***UPDATE: From an email: “Nolte’s Reagan-Obama job rate analysis is skewed in O’s favor because, since
Clinton, workforce dropouts are no longer included.”

Below, a commenter accurately notes, as well, that Reagan expanded the workforce and still lowered the unemployment rate. Obama, however, has seen the unemployment rate artificially drop due to a shrinking workforce. For instance, the unemployment rate dropped last month to 7.7%, but that’s likely due to 135,000 leaving the workforce. 

It’s just fact that if the labor force was as large today as when Obama took office, we would be looking at an unemployment rate closer to 11%.

The great trick Obama’s media is playing right now is the manufacturing of a New Economic Normal that makes it possible to pretend Obama’s failed economic policies are not. This is done through reporting which purposely excludes any kind of historical context. What the media and White House count on is that we’ve either forgotten what a real economic recovery looks like, or that we’re too young to remember the Reagan Miracle.

In January of 1981, President Ronald Reagan inherited an economy every bit as awful as the one President Obama inherited in January of 2009. Before the Reagan Recovery hit, unemployment would peak at 10.8% in December of 1982 (Obama’s high was only 10% in October of 2009). Unlike Obama, though, Reagan also had to deal with crippling inflation and interest rates.

Obama certainly inherited some unique problems of his own. But there is no question that it’s fair to compare how both presidents handled their respective economic crises, and the results of the individual policies they instituted to get a desperate country out from under.

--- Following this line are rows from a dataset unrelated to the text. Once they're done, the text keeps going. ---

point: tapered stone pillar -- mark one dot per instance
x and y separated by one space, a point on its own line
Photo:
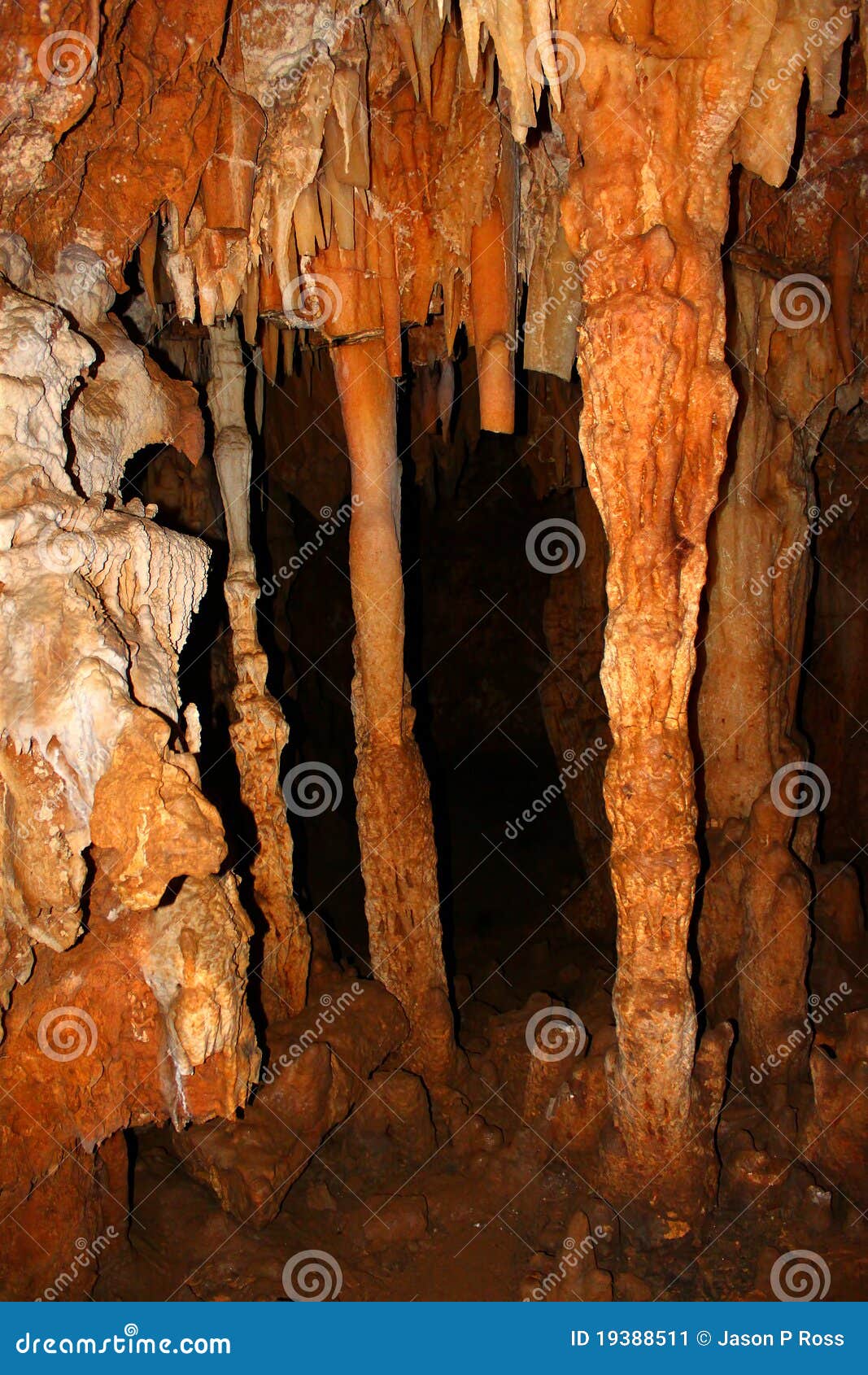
399 861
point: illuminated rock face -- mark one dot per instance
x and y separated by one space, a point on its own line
360 179
124 982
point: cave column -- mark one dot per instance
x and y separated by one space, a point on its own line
259 731
399 862
644 215
762 792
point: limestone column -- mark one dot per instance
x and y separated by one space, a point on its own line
259 731
399 861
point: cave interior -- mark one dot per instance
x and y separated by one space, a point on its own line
434 709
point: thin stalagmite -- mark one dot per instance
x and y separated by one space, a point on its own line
399 860
259 731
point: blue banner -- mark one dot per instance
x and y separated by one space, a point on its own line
439 1338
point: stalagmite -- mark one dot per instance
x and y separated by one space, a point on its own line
399 861
658 404
259 733
493 299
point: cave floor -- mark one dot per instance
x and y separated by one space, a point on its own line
495 1216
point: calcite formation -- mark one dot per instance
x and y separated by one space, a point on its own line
398 229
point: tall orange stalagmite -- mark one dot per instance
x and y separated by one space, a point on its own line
259 731
399 861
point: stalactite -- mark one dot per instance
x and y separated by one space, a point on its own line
399 861
493 299
259 733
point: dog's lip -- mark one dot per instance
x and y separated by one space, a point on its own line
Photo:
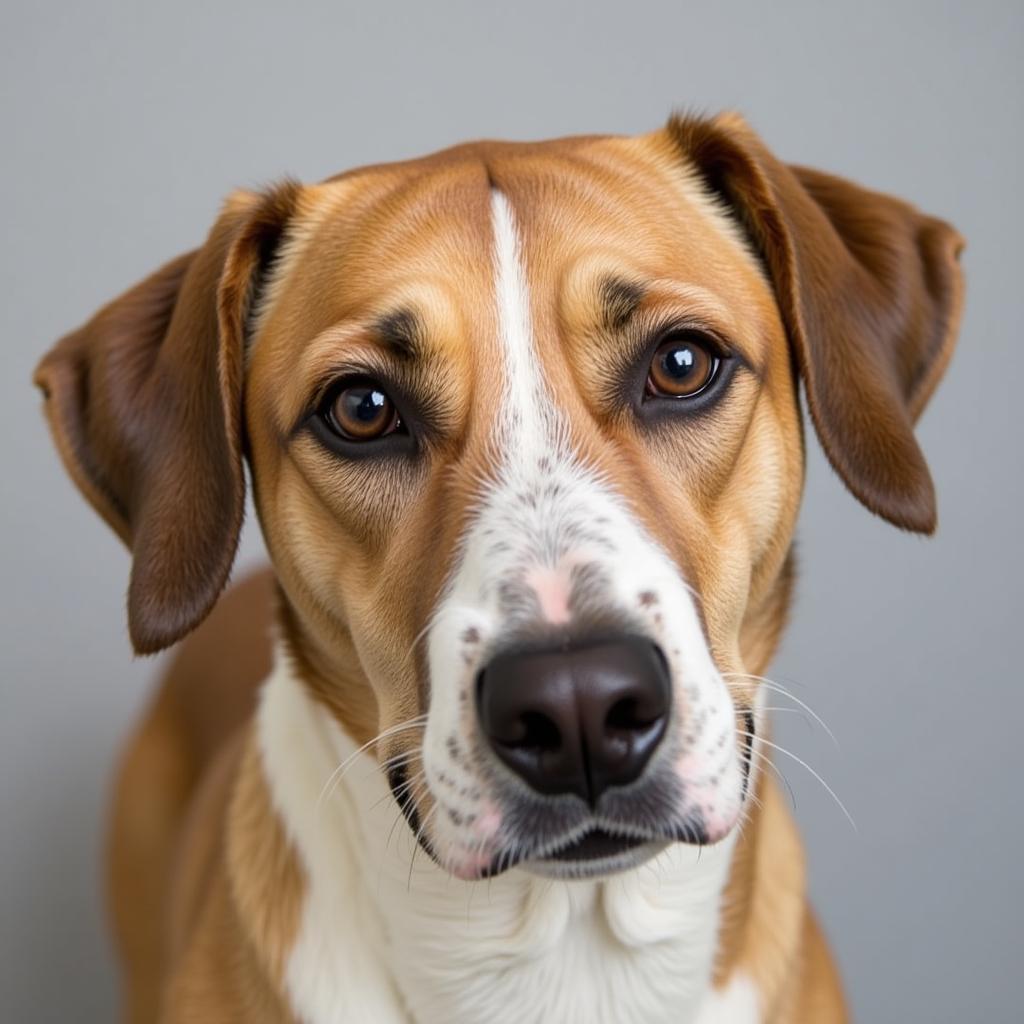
596 844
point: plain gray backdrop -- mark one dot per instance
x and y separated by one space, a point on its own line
122 126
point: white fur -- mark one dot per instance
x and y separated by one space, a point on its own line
386 938
386 934
736 1003
543 513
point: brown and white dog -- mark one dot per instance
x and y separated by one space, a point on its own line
524 439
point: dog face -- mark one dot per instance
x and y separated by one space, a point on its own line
525 446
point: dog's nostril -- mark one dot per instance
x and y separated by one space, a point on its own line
579 719
536 732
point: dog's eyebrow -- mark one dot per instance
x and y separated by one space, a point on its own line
620 300
401 332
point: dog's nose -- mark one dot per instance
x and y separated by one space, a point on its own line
580 719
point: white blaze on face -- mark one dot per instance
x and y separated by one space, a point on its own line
545 521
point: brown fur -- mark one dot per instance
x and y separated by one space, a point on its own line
154 406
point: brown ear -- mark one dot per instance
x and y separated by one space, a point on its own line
144 402
870 293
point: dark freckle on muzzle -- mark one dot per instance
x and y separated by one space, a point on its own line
748 751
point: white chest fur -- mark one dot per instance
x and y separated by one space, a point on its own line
387 937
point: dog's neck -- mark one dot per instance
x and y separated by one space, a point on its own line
385 935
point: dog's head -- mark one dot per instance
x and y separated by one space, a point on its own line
523 432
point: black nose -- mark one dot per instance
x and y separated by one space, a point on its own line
577 720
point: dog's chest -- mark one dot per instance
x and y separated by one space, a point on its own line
386 936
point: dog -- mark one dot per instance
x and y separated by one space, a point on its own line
523 430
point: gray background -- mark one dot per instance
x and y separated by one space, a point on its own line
121 128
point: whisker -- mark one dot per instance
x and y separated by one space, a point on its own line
335 777
771 684
800 761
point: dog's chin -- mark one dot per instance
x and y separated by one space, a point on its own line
596 854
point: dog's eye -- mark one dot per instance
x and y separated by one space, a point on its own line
683 367
361 411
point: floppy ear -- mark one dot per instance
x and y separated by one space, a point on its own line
870 293
144 403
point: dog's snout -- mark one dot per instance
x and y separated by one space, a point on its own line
580 719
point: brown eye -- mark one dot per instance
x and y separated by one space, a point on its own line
682 368
363 412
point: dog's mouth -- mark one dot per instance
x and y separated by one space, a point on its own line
595 845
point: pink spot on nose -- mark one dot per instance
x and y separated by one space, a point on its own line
552 589
487 821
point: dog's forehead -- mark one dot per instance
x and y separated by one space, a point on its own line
630 202
590 215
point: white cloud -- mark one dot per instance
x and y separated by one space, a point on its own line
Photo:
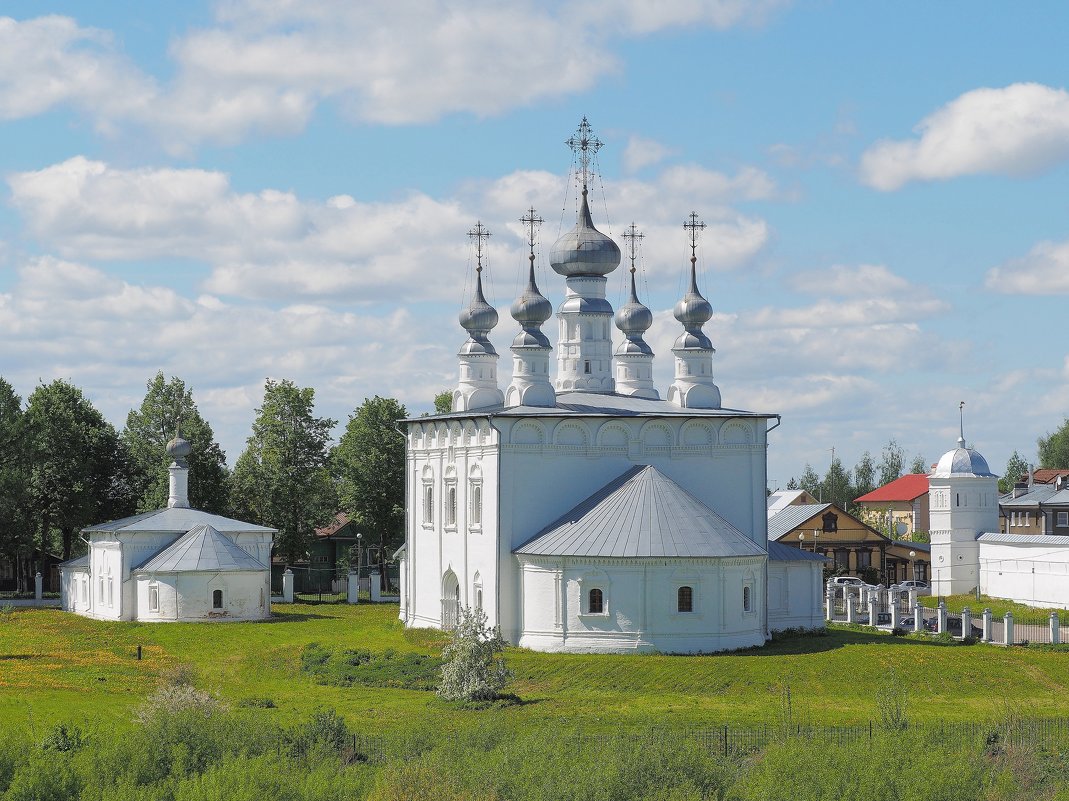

Reagan’s approach was to get government off the backs of the people. He slashed tax rates, cut regulations, and freed Americans to innovate. His wisest decision, though, was to increase the incentive to invest.

Obama did the exact opposite. He intentionally exploded the size of government, passed legislation with crippling regulations (Dodd-Frank, ObamaCare), and rather than freeing the American people to invest and incentivizing risk,  Obama took money out of the private economy through tax increases and decided the government knew better with a “stimulus” of nearly a trillion dollars.

Today, if you look around the media, they’re pretending 236,000 new jobs created last month represents some kind of miracle, when the truth is that the number is at best mediocre. But the media have manufactured the ObamaCurve in order to give a failed president a passing grade. It’s only through the cynical removal of historical context that the media are able to celebrate economic failure.

At this same time in Reagan’s presidency (March of 1985), Reaganomics had decreased the unemployment rate from a high of 10.8% to 7.2%.

From a high of only 10%, Obamanomics has decreased unemployment to a still-high 7.7%.

The comparisons are just as startling when it comes to job creation.

In the last year, Obamanomics has created 1.97 million jobs, or a measly 164k per month.

During this same time in the Reagan presidency (March of 1984 to February of 1985), Reaganomics created 3.34 million jobs, an average of 278k per month.

The comparison between 1983 and 2011 is truly eye opening. Reaganomics created 3.45 million jobs, compared to Obamanomics’ 2.1 million.

We are currently living through a kind of Orwellian moment in which the media are turning failure and mediocrity into success through the deliberate memory-holing of history.

Fact: Had Obama swallowed his left-wing pride, looked to the recent past, and used the Reagan Miracle as a blueprint, our economy would be in much better shape today. But the media are so dishonest and so committed to putting Obama on Mt. Rushmore that millions upon millions of American are needlessly suffering.

The media’s ObamaCurve is nothing more than a hoax, a scam, a racket, a con, and The Big Lie. What could have been Morning In America is shaping up to be The Lost Decade.

And media’s lie of omission is that … it didn’t have to be this way.

NOTE: The numbers of above on the unemployment rate and job creation come from the Bureau of Labor Statistics. 

UPDATE: Some changes were made after a triple-check of the math.